Papali'i signed a two-year contract with the Sydney Roosters ahead of the 2015 season. He did not feature for the first team that year however. Papali'i made his NRL debut for the Roosters from the bench against the South Sydney Rabbitohs on 8 April 2014, in round 6 of the 2016 season. He made one further first team appearance for the side, coming off the bench against Melbourne Storm in a 0–46 defeat.

===Lézignan Sangliers===
In November 2016, Papali'i joined Lézignan Sangliers in the premier French rugby league competition, the Elite One Championship, linking up with former NRL and Super League player Ben Pomeroy. He made his debut on 4 December 2016 against Carcassonne. Lézignan finished top of the league in the regular season, but lost the final of the 2016–17 Championship to the Limoux Grizzlies. During his season with the side, Papali'i featured 13 times and scored 40 points.

===Switch to union===
After playing for Lézignan for a season, Papali'i returned to New Zealand.
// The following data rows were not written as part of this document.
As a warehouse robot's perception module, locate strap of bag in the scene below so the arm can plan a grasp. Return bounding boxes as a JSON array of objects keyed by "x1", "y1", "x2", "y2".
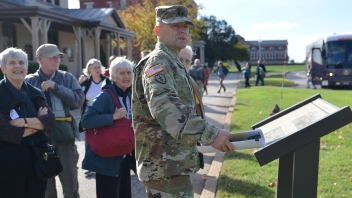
[{"x1": 102, "y1": 89, "x2": 122, "y2": 109}]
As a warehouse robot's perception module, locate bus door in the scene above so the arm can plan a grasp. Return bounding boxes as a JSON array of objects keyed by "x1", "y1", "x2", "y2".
[{"x1": 311, "y1": 48, "x2": 325, "y2": 85}]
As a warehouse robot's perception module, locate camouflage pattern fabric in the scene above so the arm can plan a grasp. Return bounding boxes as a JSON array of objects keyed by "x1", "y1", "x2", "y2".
[
  {"x1": 144, "y1": 175, "x2": 193, "y2": 198},
  {"x1": 132, "y1": 42, "x2": 219, "y2": 182},
  {"x1": 155, "y1": 5, "x2": 194, "y2": 25}
]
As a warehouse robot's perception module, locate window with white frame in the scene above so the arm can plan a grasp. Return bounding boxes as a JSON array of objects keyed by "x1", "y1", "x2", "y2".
[
  {"x1": 107, "y1": 1, "x2": 113, "y2": 7},
  {"x1": 84, "y1": 2, "x2": 94, "y2": 8}
]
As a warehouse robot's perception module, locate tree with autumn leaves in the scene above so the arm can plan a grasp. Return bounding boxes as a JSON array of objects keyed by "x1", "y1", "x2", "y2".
[
  {"x1": 118, "y1": 0, "x2": 203, "y2": 60},
  {"x1": 118, "y1": 0, "x2": 249, "y2": 64}
]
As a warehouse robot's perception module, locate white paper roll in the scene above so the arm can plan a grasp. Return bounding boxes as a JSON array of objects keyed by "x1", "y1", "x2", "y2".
[{"x1": 197, "y1": 129, "x2": 266, "y2": 153}]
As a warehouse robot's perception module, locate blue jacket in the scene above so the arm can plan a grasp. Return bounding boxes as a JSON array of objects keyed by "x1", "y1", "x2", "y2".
[
  {"x1": 81, "y1": 81, "x2": 131, "y2": 177},
  {"x1": 216, "y1": 66, "x2": 229, "y2": 76},
  {"x1": 244, "y1": 68, "x2": 251, "y2": 78}
]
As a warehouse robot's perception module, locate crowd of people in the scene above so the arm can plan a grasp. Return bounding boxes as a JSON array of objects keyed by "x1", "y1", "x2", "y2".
[{"x1": 0, "y1": 5, "x2": 238, "y2": 198}]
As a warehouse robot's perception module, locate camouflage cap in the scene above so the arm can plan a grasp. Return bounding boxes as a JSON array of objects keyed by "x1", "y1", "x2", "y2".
[{"x1": 155, "y1": 5, "x2": 194, "y2": 25}]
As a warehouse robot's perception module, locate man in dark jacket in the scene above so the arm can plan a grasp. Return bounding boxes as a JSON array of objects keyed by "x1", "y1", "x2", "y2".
[
  {"x1": 216, "y1": 61, "x2": 229, "y2": 93},
  {"x1": 190, "y1": 59, "x2": 206, "y2": 98},
  {"x1": 255, "y1": 60, "x2": 266, "y2": 86},
  {"x1": 25, "y1": 44, "x2": 84, "y2": 198}
]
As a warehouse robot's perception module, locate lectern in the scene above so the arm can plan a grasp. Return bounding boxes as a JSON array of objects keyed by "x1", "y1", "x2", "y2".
[{"x1": 252, "y1": 94, "x2": 352, "y2": 198}]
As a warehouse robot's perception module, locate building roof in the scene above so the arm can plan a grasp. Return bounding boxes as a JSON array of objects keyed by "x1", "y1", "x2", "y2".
[
  {"x1": 53, "y1": 8, "x2": 126, "y2": 28},
  {"x1": 0, "y1": 0, "x2": 26, "y2": 7},
  {"x1": 0, "y1": 3, "x2": 134, "y2": 38}
]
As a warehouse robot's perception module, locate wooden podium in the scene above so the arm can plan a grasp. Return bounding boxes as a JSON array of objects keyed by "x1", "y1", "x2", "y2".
[{"x1": 252, "y1": 94, "x2": 352, "y2": 198}]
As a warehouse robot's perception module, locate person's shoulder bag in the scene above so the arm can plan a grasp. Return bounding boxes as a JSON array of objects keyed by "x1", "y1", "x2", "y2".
[
  {"x1": 85, "y1": 89, "x2": 135, "y2": 158},
  {"x1": 29, "y1": 132, "x2": 63, "y2": 180}
]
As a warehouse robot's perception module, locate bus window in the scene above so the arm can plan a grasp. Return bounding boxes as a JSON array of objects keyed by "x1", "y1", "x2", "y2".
[
  {"x1": 326, "y1": 41, "x2": 345, "y2": 65},
  {"x1": 346, "y1": 43, "x2": 352, "y2": 63},
  {"x1": 312, "y1": 49, "x2": 323, "y2": 65}
]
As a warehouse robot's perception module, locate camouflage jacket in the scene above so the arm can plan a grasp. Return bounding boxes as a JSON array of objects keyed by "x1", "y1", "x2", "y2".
[{"x1": 132, "y1": 42, "x2": 219, "y2": 181}]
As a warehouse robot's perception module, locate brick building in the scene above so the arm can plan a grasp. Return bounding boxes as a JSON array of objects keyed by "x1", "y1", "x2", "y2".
[{"x1": 246, "y1": 40, "x2": 289, "y2": 65}]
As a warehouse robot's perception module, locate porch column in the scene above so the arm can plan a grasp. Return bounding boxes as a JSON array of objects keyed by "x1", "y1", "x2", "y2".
[
  {"x1": 127, "y1": 37, "x2": 132, "y2": 59},
  {"x1": 40, "y1": 19, "x2": 51, "y2": 44},
  {"x1": 110, "y1": 32, "x2": 114, "y2": 55},
  {"x1": 81, "y1": 29, "x2": 88, "y2": 65},
  {"x1": 200, "y1": 46, "x2": 205, "y2": 64},
  {"x1": 94, "y1": 27, "x2": 101, "y2": 60},
  {"x1": 106, "y1": 32, "x2": 111, "y2": 63},
  {"x1": 73, "y1": 26, "x2": 83, "y2": 75},
  {"x1": 21, "y1": 17, "x2": 39, "y2": 60},
  {"x1": 114, "y1": 32, "x2": 120, "y2": 56}
]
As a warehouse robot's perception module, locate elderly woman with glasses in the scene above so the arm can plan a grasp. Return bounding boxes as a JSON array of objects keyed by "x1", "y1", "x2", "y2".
[{"x1": 0, "y1": 47, "x2": 55, "y2": 198}]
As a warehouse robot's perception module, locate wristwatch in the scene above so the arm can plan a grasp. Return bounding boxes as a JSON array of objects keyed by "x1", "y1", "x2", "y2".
[{"x1": 23, "y1": 117, "x2": 28, "y2": 128}]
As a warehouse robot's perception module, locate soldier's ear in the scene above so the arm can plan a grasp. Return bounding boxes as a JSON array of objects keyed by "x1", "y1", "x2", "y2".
[{"x1": 154, "y1": 26, "x2": 160, "y2": 36}]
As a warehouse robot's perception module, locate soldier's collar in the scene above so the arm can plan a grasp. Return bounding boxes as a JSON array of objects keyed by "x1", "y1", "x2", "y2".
[{"x1": 156, "y1": 42, "x2": 178, "y2": 59}]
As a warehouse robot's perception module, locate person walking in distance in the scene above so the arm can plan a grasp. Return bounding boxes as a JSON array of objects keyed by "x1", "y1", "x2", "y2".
[
  {"x1": 25, "y1": 44, "x2": 84, "y2": 198},
  {"x1": 306, "y1": 65, "x2": 316, "y2": 89},
  {"x1": 255, "y1": 60, "x2": 266, "y2": 86},
  {"x1": 216, "y1": 61, "x2": 228, "y2": 93},
  {"x1": 244, "y1": 62, "x2": 251, "y2": 88},
  {"x1": 132, "y1": 5, "x2": 234, "y2": 197}
]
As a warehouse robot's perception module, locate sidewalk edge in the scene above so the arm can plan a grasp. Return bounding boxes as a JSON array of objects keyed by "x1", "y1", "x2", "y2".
[{"x1": 200, "y1": 90, "x2": 237, "y2": 198}]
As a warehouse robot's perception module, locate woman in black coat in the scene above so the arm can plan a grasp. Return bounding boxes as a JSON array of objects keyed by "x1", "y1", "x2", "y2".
[{"x1": 0, "y1": 48, "x2": 55, "y2": 198}]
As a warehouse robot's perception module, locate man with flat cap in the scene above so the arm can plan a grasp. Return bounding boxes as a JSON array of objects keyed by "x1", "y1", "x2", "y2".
[
  {"x1": 132, "y1": 5, "x2": 234, "y2": 197},
  {"x1": 25, "y1": 44, "x2": 84, "y2": 198}
]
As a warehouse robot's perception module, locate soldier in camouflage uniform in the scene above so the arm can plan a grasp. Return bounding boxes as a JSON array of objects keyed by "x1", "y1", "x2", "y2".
[{"x1": 132, "y1": 5, "x2": 234, "y2": 198}]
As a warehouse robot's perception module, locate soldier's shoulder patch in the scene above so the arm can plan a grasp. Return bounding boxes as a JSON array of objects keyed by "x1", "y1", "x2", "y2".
[
  {"x1": 145, "y1": 64, "x2": 164, "y2": 78},
  {"x1": 154, "y1": 73, "x2": 166, "y2": 84}
]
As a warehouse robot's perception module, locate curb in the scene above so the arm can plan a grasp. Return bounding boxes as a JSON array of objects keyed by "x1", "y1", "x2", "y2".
[{"x1": 200, "y1": 90, "x2": 237, "y2": 198}]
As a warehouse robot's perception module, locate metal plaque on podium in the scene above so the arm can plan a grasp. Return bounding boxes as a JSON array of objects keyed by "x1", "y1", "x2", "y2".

He began playing amateur rugby league with his old junior side Pt Chevalier Pirates, playing in Auckland Rugby League's Fox Memorial competition in 2017 and 2018. The Pirates reached the Grand Finals in both seasons, winning in 2018.

In 2019, he decided to switch codes and joined Auckland-based rugby union side Waitakere. Papali'i's form at club level brought him to attention of the Bay of Plenty Steamers, who signed him for the 2019 Mitre 10 Cup. His move to the Steamers also saw him join Baywide Championship side, Greerton Marist, for the remainder of their season. Papali'i made his debut for the Steamers on 11 August 2019 against Otago, scoring a try on his debut. He played five times for the side in the regular season as they topped the Championship Division, but did not feature in the play-offs as the Steamers won the title to earn promotion.

===Connacht===
In July 2020, it was announced that Papali'i had signed with Irish provincial side Connacht. His signing came as Connacht's league, the Pro14, was in the midst of an indefinite hiatus due to the coronavirus pandemic. Papali'i made his first appearance for the side in the second game after the restart, an interprovincial derby against Munster. His debut was marred by a red card after 25 minutes, for a high tackle on Lions scrum-half Conor Murray.

Despite a problematic introduction to Pro 14 Rugby, whereby a second Red Card in only his third game back from suspension against Zebre lead to a five week ban. Papali'i's strong carrying game and big hits were making a big impression on fans and management alike. Such that an additional years contract with Connacht was announced on May 4, 2021.